You must understand how I felt then, how the surveyor must have felt: We were scientists, trained to observe natural phenomena and the results of human activity. We had not been trained to encounter what appeared to be the uncanny.
Annihilation, the first entry in a fast-tracked trilogy (all three novels were released within months of each other in 2014), was written by novelist and publishing entrepreneur Jeff VanderMeer. I read it based on an end-of-year Best Thing I Read in 2015 column in my favourite newspaper, but now that I've finished it and gone back to try and see what had grabbed my attention in that review, I can't imagine why I thought I might enjoy it in the first place:
When science fiction is good, it's really, really good. It's not just entertainment, it's a head trip, encouraging the reader to picture alternate possibilities and abstract theories in ways that haunt the reader and forever changes the way he imagines humanity's place in the universe. Annihilation, by Jeff VanderMeer, isn't quite there, but it's just so gloriously weird that it's worth a read, nonetheless.

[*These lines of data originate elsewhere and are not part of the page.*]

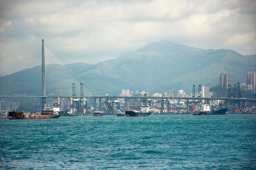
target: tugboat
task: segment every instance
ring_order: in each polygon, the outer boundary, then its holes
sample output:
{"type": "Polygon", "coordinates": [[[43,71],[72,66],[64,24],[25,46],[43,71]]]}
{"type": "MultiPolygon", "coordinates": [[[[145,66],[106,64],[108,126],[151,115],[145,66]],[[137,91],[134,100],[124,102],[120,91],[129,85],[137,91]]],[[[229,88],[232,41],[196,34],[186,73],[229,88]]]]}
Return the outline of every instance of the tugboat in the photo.
{"type": "Polygon", "coordinates": [[[94,116],[103,116],[103,113],[100,111],[96,110],[93,113],[94,116]]]}
{"type": "Polygon", "coordinates": [[[43,110],[41,113],[35,114],[26,114],[23,112],[17,112],[16,106],[15,111],[9,112],[8,118],[13,119],[40,119],[58,118],[60,116],[58,113],[55,112],[52,108],[48,107],[43,110]]]}
{"type": "Polygon", "coordinates": [[[125,111],[125,114],[128,117],[139,117],[148,116],[151,115],[150,107],[149,106],[141,106],[140,107],[139,112],[127,110],[125,111]]]}

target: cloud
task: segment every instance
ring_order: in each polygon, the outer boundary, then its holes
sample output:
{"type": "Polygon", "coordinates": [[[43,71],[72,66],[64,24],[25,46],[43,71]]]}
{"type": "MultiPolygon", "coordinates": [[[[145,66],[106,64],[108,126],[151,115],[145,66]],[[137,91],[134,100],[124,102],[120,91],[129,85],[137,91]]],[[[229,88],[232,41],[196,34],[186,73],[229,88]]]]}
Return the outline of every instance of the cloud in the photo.
{"type": "Polygon", "coordinates": [[[1,0],[0,67],[42,38],[67,64],[95,64],[162,39],[255,54],[255,9],[254,0],[1,0]]]}

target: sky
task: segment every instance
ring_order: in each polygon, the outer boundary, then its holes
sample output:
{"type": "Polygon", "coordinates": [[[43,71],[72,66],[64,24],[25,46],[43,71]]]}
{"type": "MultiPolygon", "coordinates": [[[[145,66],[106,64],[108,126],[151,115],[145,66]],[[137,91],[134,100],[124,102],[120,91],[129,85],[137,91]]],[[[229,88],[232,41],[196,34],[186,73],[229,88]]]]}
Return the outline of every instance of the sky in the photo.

In hindsight, columnist Jen Gerson got that right: Annihilation “isn't quite there” and I don't know if to me the weirdness was glorious enough to make it “worth a read”. All that to say: I'm not the ideal reader of this type of book, and as broad opinion on it is divided (The New Yorker gushes that the three books in this series are “experiments in psychedelic nature writing, in the tradition of Thoreau, and meditations on the nature of epistemic pessimism, in the tradition of Kafka”, while The New York Times states that Anniliation is “ponderously plotted, often abstract in style and not very scary”), I can't say who the ideal reader might be.

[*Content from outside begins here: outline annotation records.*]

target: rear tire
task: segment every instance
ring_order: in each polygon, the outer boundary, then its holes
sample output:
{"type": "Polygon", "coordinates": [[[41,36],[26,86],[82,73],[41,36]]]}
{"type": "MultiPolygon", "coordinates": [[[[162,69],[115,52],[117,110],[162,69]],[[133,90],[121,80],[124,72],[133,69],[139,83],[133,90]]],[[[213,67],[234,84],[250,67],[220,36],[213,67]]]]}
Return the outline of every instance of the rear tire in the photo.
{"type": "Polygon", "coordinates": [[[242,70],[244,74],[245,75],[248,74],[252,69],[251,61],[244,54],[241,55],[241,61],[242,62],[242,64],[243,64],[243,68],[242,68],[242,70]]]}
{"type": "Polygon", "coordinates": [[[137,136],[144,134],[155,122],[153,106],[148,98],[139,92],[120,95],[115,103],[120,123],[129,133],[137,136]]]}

To the details: Four scientists enter Area X on the twelfth expedition into its mysterious depths after months of physical and psychological training that they nearly immediately realise hadn't really prepared them for what they would find. This expedition happens to be comprised of four women – an anthropologist, a surveyor, a psychologist who is the designated team leader, and a biologist whose journal serves as the novel – and their mission is deliberately vague: explore and record your findings. The team knows that earlier expeditions had been known to commit mass suicide, or had turned on each other, and that the eleventh team (which included the biologist's husband) had returned as empty shells of their former selves and had all died of cancer within months of their return. Yet, they weren't told the details of what earlier missions had found (beyond some crudely drawn maps) and even the border into this area is so mysterious that the team members had to be hypnotised to cross over it. It takes most of the novel to even discover where they are supposed to be:

Area X, before the ill-defined Event that locked it behind the border thirty years ago and made it subject to so many inexplicable occurrences, had been part of a wilderness that lay beside a military base. People had still lived there, on what amounted to a wildlife refuge, but not many, and they tended to be the tight-lipped descendants of fisherfolk.

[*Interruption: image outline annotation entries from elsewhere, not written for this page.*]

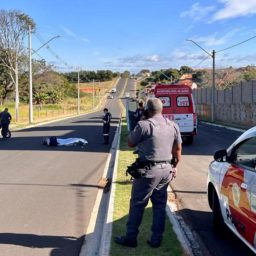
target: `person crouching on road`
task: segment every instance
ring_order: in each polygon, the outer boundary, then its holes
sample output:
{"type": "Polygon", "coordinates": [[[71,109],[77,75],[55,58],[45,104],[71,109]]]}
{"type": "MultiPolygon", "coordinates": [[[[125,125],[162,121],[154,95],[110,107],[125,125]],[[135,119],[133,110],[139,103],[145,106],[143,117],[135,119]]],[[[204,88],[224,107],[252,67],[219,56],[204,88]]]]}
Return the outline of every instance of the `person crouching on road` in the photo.
{"type": "Polygon", "coordinates": [[[110,122],[111,122],[111,114],[108,112],[107,108],[104,108],[104,116],[103,120],[103,137],[104,137],[104,144],[109,144],[109,131],[110,131],[110,122]]]}
{"type": "Polygon", "coordinates": [[[3,134],[7,134],[9,130],[9,125],[12,120],[11,114],[8,112],[8,108],[5,108],[3,112],[0,113],[0,119],[1,119],[1,127],[3,134]]]}
{"type": "Polygon", "coordinates": [[[161,100],[149,99],[145,108],[148,119],[139,121],[128,136],[128,146],[137,146],[136,162],[144,169],[138,169],[141,176],[133,180],[126,234],[115,237],[115,242],[122,246],[137,247],[139,226],[149,199],[153,223],[147,243],[157,248],[163,239],[167,188],[181,159],[182,140],[178,125],[162,116],[162,108],[161,100]]]}

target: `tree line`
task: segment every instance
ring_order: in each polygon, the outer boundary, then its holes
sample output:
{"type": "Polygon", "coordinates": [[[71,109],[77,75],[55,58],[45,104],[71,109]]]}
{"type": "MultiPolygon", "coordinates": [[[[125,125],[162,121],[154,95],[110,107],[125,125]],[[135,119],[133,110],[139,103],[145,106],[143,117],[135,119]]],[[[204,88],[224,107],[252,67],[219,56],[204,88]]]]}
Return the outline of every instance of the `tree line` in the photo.
{"type": "MultiPolygon", "coordinates": [[[[0,10],[0,103],[29,101],[29,59],[24,38],[35,21],[17,10],[0,10]]],[[[78,72],[60,73],[45,60],[32,60],[33,103],[55,104],[76,97],[78,72]]],[[[110,70],[80,72],[80,82],[108,81],[118,75],[110,70]]]]}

So, even when some explanations are finally given, it's with words like “ill-defined” and “inexplicable”. I want to note here that I started reading sections out loud to my daughter who wanted to know what I was reading, and several times I dropped the book to remark, “Do you hear how stiff and stilted that writing is? Oddly formal and not at all like the journal it pretends to be?” And my daughter shrugged and replied, “But it's supposed to be written by a biologist, not a novelist. Maybe that's the point?” And is that the point? Am I supposed to forgive the biologist for repeatedly not being able to put the “uncanny” events she's witnessing into words? In what might be the climax, the biologist finally confronts the presence in the tower (or is it a tunnel? Or is it a throat?) that has been writing the vaguely biblical yet nonsensical words on the walls of the structure with organic beings (gloriously weird?), and unsurprisingly, the encounter is indescribable (skip this one paragraph if a nondescription sounds like a spoiler):
As I adjusted to the light, the Crawler kept changing at a lightning pace, as if to mock my ability to comprehend it. It was a figure within a series of refracted panes of glass. It was a series of layers in the shape of an archway. It was a great sluglike monster ringed by satellites of even odder creatures. It was a glistening star. My eyes kept glancing off of it as if an optic nerve was not enough.
I think this is my biggest problem with Annihilation: When you're reading a sci-fi/fantasy novel, you expect rules. Even in this Area X that's presumably situated in Florida, there needs to be a set reality, not “I can't describe what's going on; you'd have to be here to believe it”, not “I wonder how much of this is a post-hypnotic suggestion”, not “my entire life has felt like a dream and maybe this is, finally, reality”; even if it's an alternate reality, I need to believe that the narrator believes it's real. So maybe that's the point and I'm too literal and everything wonderful about this novel went over my head. I did especially like one scene – discovering the midden of journals in the lighthouse – but I'm not left intrigued enough to seek the other two books in the trilogy. At under 200 pages, Annihilation wasn't a waste of time, exactly, but it does suggest that this “trilogy” might have made a more satisfying single volume; if I wasn't given the choice to walk away, I would likely have slogged through the whole thing. I don't feel quite annoyed enough to give only two stars, but my three should be considered a rounding up.